The victims, identified by the International Commission on Missing Persons, will be buried alongside the more than 6,600 graves that dot the Potočari valley in eastern Bosnia and Herzegovina, now home to the Srebrenica Memorial Center honoring the 8,372 Bosniak Muslims, mostly men and boys, murdered at the hands of Serb militias in 1995 amid the Bosnian war.
The Srebrenica massacre, carried out in an area the United Nations had declared a safe zone for refugees, has since been deemed an act of genocide by successive courts within the U.N.’s International Criminal Tribunal for the Former Yugoslavia, or ICTY.

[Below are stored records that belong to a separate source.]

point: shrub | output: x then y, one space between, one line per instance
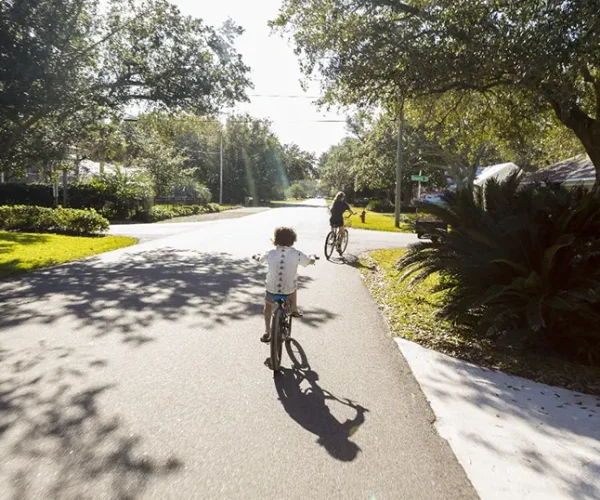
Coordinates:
191 190
213 208
381 206
158 213
72 221
119 195
521 263
43 219
26 194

The funeral honoring the 30 massacre victims, conducted by Bosnia’s highest-ranking Islamic leader, the Reisul-Ulema or grand mufti, Husein Kavazović, was part of a number of events commemorating the 28th anniversary of the genocide, including a march that drew thousands and, on Monday, a conference dedicated to both Srebrenica and Holocaust remembrance that was hosted jointly with the World Jewish Congress.
The conference was the project of Menachem Rosensaft, the WJC’s associate executive vice president and the son of two Holocaust survivors. Rosensaft has spent most of his life working in the field of Holocaust remembrance but in recent years has become an impassioned advocate for awareness of the Srebrenica genocide.